Les plateformes de streaming : nouvelles maisons de disque?

2 min
À retrouver dans l'émission

Spotify qui signe directement les artistes, un auteur auto-édité par Amazon dans liste du Renaudot : les signaux d’une révolution de l’édition.

Spotify entre en bourse
Spotify entre en bourse Crédits : Spencer Platt - Getty

Après la controverse suscitée par la sélection d’un livre auto-édité chez Amazon, dans la première liste du Prix Renaudot, une autre bataille s’est engagée cette fois sur le terrain de la musique. Elle se joue entre les majors et la plateforme de streaming Spotify. Celle-ci ne cache plus son intention de diffuser certains artistes sans passer par la case maison de disque. Une révolution des intermédiaires est en cours.

Concrètement Spotify approche de nouveaux talents ou des musiciens qui ont récupéré leur droits avec une enveloppe (des dizaines voire des centaines de milliers de dollars) et leur propose d’être distribué directement sur leur plateforme. 

D’un côté Spotify se passe de la commission des maisons de disques, de l’autre l’artiste négocie directement sa diffusion qui a l’avantage d’être non exclusive puisque contrairement aux contrats des éditeurs de musique, rien n’empêche de signer avec une autre plateforme. 

En plus la diffusion s’accompagne d’une mise en valeur dans les playlists ou les suggestions qui peuvent aider les artistes à se faire connaître ou à élargir leur public. Les plateformes de streaming étant en effet devenus de puissants curateurs. 

Mais est-ce à dire que Spotify et consorts peuvent supprimer l’échelon maison de disque ? Pour l’instant non, la plateforme se défend de vouloir devenir un label et ne cherche pas à acquérir les droits de la musique. Enfin c’est aussi et surtout qu’elle ne peut pas se fâcher avec les majors Universal, Sony, et Warner qui contrôlent 80% du marché et pourraient retirer leur catalogue. Avec une offre maigrichonne pourquoi aller sur Spotify ?

Voilà l’état présent du rapport du force. Mais qui dit que toutes les signatures suivraient un tel boycott, et ne claqueraient pas la porte de leur label ?

S’occupant de la diffusion sans acquérir les droits de la musique, les plateformes laissent aussi les artistes propriétaire de leur création et de libre leur mode d’édition. Il pourrait se dessiner alors un flot musical au coup par coup, hybride, et sur mesure.

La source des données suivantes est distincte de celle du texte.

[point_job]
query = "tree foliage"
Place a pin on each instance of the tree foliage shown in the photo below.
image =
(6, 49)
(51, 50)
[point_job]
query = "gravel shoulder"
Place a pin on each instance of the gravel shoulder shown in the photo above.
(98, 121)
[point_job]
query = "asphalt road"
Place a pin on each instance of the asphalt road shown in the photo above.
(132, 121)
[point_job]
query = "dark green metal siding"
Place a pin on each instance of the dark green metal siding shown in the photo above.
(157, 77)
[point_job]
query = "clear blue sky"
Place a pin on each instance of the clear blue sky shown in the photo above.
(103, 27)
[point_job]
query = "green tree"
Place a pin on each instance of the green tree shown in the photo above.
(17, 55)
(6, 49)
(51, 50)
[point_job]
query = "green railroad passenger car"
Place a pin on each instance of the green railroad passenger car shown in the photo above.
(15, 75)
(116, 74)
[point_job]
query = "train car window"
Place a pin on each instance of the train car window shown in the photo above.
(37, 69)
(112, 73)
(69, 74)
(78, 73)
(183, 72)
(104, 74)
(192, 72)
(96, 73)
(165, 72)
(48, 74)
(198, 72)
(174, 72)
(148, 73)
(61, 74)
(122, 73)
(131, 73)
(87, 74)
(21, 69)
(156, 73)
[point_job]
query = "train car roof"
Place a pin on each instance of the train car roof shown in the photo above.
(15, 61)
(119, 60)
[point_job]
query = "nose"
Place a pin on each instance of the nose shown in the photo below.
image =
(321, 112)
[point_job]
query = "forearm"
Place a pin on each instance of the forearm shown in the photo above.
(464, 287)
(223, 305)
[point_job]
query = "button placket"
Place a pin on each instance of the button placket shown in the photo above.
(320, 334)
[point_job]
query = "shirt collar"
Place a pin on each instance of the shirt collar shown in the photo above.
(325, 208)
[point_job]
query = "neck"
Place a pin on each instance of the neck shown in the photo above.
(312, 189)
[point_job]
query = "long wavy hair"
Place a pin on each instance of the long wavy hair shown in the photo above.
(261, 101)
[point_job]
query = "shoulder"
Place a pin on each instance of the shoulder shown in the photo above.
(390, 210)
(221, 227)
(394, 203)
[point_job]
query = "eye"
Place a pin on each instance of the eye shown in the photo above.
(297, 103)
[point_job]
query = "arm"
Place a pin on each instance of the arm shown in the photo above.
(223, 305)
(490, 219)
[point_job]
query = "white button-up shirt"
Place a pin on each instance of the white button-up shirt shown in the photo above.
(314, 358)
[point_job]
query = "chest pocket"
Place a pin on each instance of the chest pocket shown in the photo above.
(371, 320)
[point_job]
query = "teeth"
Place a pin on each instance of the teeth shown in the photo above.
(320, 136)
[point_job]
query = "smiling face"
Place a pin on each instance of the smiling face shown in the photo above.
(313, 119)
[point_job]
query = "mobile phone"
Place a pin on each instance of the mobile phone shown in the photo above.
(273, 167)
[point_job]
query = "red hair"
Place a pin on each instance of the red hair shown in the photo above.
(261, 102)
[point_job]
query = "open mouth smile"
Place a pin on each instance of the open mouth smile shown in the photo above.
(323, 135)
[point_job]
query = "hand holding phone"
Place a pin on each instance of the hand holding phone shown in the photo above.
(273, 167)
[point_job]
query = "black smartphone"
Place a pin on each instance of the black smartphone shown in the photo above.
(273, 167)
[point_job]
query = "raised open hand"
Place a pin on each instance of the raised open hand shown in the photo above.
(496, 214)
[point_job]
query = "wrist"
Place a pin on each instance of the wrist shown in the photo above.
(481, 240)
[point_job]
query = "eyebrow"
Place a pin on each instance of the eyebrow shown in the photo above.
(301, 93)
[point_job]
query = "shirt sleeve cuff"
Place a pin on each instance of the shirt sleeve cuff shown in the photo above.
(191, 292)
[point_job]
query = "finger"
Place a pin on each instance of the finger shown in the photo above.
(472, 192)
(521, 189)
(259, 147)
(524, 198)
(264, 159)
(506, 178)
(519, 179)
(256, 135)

Accompagné par l’engagement des fans et des sources de financement multiples. Bref une révolution de la chaîne toute entière.

Bien sûr on peut agiter le spectre dévorant de ces GAFA ou autres géants du net qu’on laisse entrer dans la bergerie. Dans le secteur du livre, une partie des libraires français, soutenus par le Syndicat de la librairie française (SLF) s’insurgent contre ce candidat au Renaudot auto-édité chez Amazon, le grand méchant qui les tuent. Et bien sûr qui voudrait signer l’arrêt de mort des librairies ? Mais ce livre refusé par les éditeurs a bien le droit d’exister. Peut-être faut-il faciliter la possibilité de son achat là où Amazon verrouille la diffusion et oblige les libraires à commander en particulier sur son site?

De la musique au livre, en passant par le cinéma reste ce constat : l’autoproduction progresse. Arque-boutés  sur une digue contre ce monde qui vient, on en oublierait presque de profiter de ce qu’il laisse laisser émerger. A savoir un rééquilibrage des rapports entre intermédiaires et créateurs.